Means for detecting the gear stage used by the tractor side transmission, and means for selecting a gear stage previously associated with the gear stage used on the tractor side as the gear stage used for the dolly transmission with power unit based on the detection result. Therefore, when the driving force on the dolly side with the power unit is required, the driving force balanced with the driving force on the tractor side is generated, and the driving force on the dolly side with the power unit is required. Otherwise, the neutral position is set and the driving force is not generated.

Therefore, the vehicle attitude does not become unstable due to the push-up from the dolly side with the power unit, and the jack knife phenomenon does not occur. Further, the tractor side is not pushed up by the creep phenomenon while the vehicle is stopped.

[Brief description of drawings]

FIG. 1 ... A diagram showing a gear-step correspondence relationship which is the basis of the transmission control of the present invention. FIG. 2 ... A multi-connection vehicle equipped with a dolly with a power unit. FIG. 3 ... A system diagram according to the present invention.
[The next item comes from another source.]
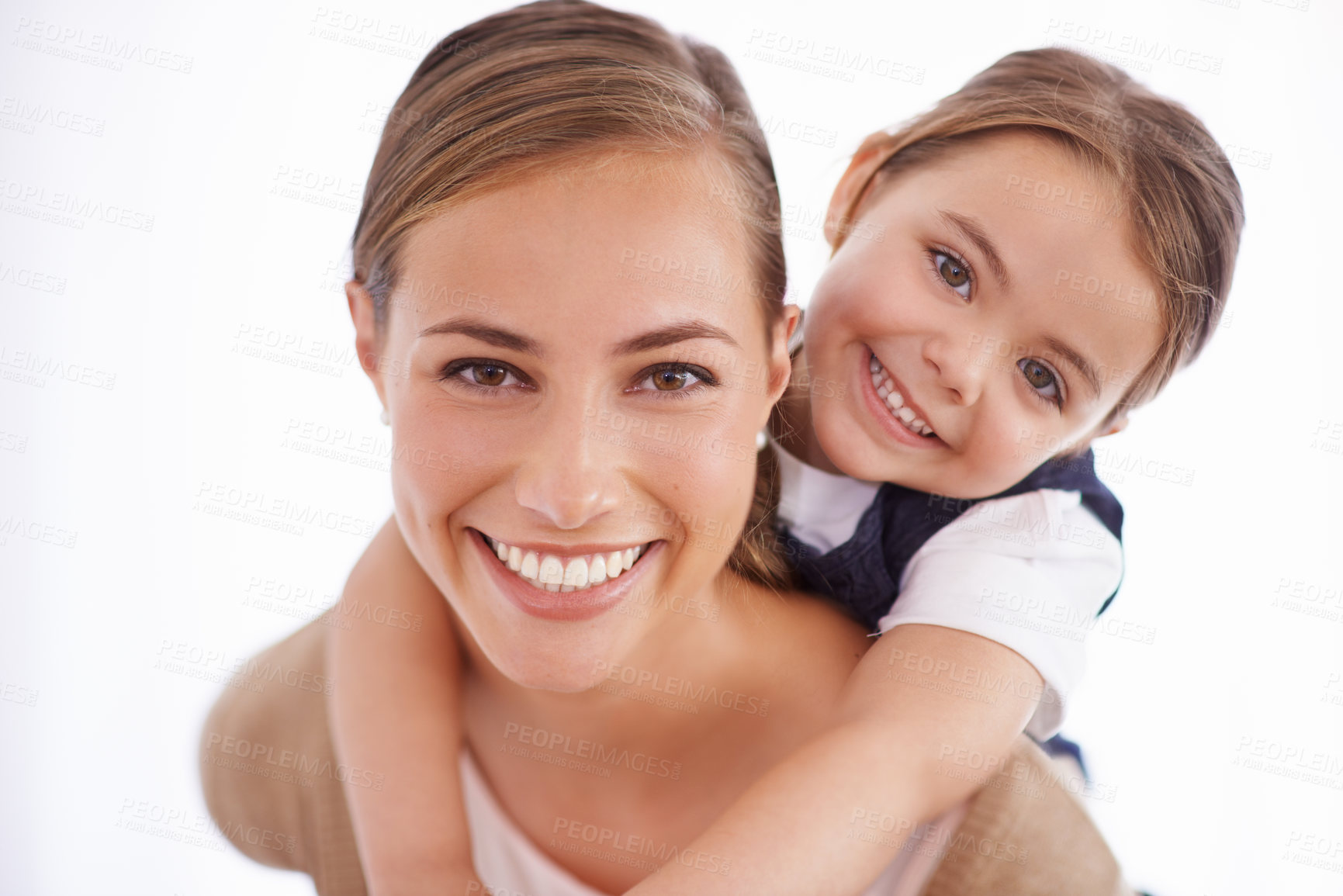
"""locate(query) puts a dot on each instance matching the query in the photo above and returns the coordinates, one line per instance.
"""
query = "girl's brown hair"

Fig. 5 shows a gear stage determination zone of the transmission Fig. 5 shows the input / output configuration and main functions of the control unit Fig. 6 shows a block diagram of the control unit Fig. 7 to Fig. 22 shows the operation of the control unit In the flow chart, 1 is a control unit, 2 is a tractor side engine, 3 is a tractor side transmission, 30
Is a power dolly side engine, 31 is a power dolly side engine injection pump, 38 is a load sensor,
39 is a step motor, 42 is a power dolly side transmission, and 46 is a transmission shift actuator.

Claims (1)

[Claims] 1. A signal for detecting an operating condition on the tractor side,
Based on a signal that is connected between the vehicles towed by the tractor and has detected the operating condition of a dolly with a power unit that employs an auto mission with a torque converter as a transmission, with respect to the transmission on the dolly side with the power unit, In a transmission control device for a multiple articulated vehicle equipped with a dolly equipped with a power unit that performs a shift control by issuing a gear shift instruction signal pulse, a means for detecting the gear stage used by the tractor-side transmission and a power source based on the detection result. A transmission for a multiple-connection vehicle equipped with a dolly with a power unit, characterized in that it has means for selecting a gear stage that corresponds in advance to the used gear stage on the tractor side as a use gear stage of the dolly side transmission with a device. Control device.